FM77AVでは640*200ドット8色表示の他、320*200ドット4096色表示という当時としては画期的なグラフィックス機能を持っていました。FM77AVはかなりアミューズメント色の強いマシンといえます。

富士通の8ビット機で特徴的だったZ80スロットは廃止され、Z80カードは使えなくなり、CP/Mを動かすことはできません。

FM77AVスペック

  1. CPU:MBL68B09E(2MHz)
  2. サブCPU:MBL68B09E(2MHz)
  3. ROM:F-BASIC V3.02
  4. メインRAM:128KB(最大192KB)
  5. ビデオRAM:96KB
  6. テキストRAM:なし
  7. テキスト画面:なし(グラフィック画面に表示)
  8. グラフィック画面:640×200 8色 2画面/320×200 4096色 1画面/カラーパレット機能/テキスト文字は80×20/25、40×20/25表示
  9. 漢字表示JIS第一水準漢字ROM標準装備。グラフィックス画面に40字×12行表示できる。
  10. サウンド:FM音源3重和音,PSG3重和音・8オクターブ
  11. 内蔵FDD:3.5インチ 320KB 1台(AV-1)/3.5インチ 320KB 2台(AV-2)
  12. 拡張スロット:2スロット(不足の場合はI/O拡張ユニットで増設可)
  13. 添付ソフト:F-BASIC V3.3 L10

FM-77AV-1:1985年11月11日発売 128,000円

FM-77AV-2:1985年11月11日発売 158,000円

デザインはこれまでのFM77シリーズとは変わってイメージチェンジが図られており、カラーリングもAV指向ということから、ブラックに変わっています。FDD1台では使いづらいので、後からFDDを増設するよりも、僅か3万円の差ですから、FDD2台のAV-2が標準といえます。

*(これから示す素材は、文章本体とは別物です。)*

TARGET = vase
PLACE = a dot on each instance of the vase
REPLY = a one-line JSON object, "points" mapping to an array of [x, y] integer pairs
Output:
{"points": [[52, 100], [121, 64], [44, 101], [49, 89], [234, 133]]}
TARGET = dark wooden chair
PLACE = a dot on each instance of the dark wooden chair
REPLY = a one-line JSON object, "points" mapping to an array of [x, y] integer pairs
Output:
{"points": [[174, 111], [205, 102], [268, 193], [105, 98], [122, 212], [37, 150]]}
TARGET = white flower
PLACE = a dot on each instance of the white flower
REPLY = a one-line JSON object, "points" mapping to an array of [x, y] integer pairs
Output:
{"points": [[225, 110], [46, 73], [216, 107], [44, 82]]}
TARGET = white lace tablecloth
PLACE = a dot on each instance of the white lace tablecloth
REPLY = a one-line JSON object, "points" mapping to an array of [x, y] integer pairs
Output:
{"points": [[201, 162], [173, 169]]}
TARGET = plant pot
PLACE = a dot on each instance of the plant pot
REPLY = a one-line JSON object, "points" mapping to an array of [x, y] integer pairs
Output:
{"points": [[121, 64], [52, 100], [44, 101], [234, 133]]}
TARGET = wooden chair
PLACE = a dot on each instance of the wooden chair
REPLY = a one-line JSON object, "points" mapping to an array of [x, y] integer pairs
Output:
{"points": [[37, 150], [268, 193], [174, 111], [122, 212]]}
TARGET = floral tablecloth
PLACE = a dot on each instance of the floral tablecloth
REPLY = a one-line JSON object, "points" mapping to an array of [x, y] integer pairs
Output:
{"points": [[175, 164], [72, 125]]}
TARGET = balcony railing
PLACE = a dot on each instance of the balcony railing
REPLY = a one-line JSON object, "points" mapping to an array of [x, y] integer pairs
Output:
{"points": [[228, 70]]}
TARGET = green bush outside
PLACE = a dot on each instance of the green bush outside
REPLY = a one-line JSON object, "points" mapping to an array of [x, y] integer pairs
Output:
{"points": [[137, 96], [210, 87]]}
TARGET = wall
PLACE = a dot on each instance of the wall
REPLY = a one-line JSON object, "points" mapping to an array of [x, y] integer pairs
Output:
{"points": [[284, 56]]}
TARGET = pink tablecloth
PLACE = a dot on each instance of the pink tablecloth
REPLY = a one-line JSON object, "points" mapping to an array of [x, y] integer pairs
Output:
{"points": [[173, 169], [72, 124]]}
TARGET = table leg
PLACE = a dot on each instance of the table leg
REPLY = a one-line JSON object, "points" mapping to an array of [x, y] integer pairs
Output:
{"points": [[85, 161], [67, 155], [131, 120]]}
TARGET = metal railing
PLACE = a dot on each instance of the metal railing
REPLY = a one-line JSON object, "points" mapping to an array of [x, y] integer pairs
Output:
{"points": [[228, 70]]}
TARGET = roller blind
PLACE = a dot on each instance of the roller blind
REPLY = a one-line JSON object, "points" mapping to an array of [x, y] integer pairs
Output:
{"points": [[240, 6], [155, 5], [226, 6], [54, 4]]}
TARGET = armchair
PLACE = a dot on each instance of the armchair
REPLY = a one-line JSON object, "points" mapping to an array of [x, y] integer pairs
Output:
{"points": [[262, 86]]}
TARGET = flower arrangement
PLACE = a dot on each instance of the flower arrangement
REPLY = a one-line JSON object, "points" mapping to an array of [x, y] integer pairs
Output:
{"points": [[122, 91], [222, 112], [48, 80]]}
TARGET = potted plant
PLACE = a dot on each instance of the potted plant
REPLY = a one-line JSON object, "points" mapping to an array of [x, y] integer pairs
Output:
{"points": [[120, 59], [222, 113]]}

日本語表示はJIS第一水準漢字ROMが標準装備ですが、オプションの日本語カード(29,800円)を取り付ければ、JIS第2水準漢字、辞書ROMと64KB RAMが利用できます。但し、8ビット機ですから、ビジネスにも利用できる、なんて考えない方がよく、あくまでも付録と割り切ることです。RS-232Cは変わらずオプションとなっています。

テレビ画面やビデオ画面とのスーパーインポーズも可能ですが、専用ディスプレイテレビのみサポートとなっています。

320*200ドット4096色表示を生かすためのビデオデジタイズカード(24,800円)を取り付ければ、テレビやビデオの静止画面をキャブチャしてフロッピーに保存することができます。もっとも、テレビやビデオの画面をとってフロッピーにしまってみても、それで終わり、ではすぐに飽きが来るのも目に見えていますが・・・。

このFM77AVの登場により、他の8ビットのFMシリーズは在庫販売のみとなり、消えていきました。NECの8ビット機もPC-8800シリーズだけが残り、他のシリーズが消えていったのとよく似ています。

秋葉原の富士通のショールームには生産終了した8ビット機も展示/稼働しており、いろいろな面でユーザーはそれほど困ることもなかったようで、これは他社も見習うべきことでした。

あとがき
富士通の8ビット機はFM-NEW7にも言えたが、何をやるにもオプションが必要、というコンセプトで、下手したらもう一台パソコンが買える金額にもなる。何から何まで詰め込んだシャープのX1シリーズとよく比較されたし、価格の面でもX1シリーズの方が勝っていた。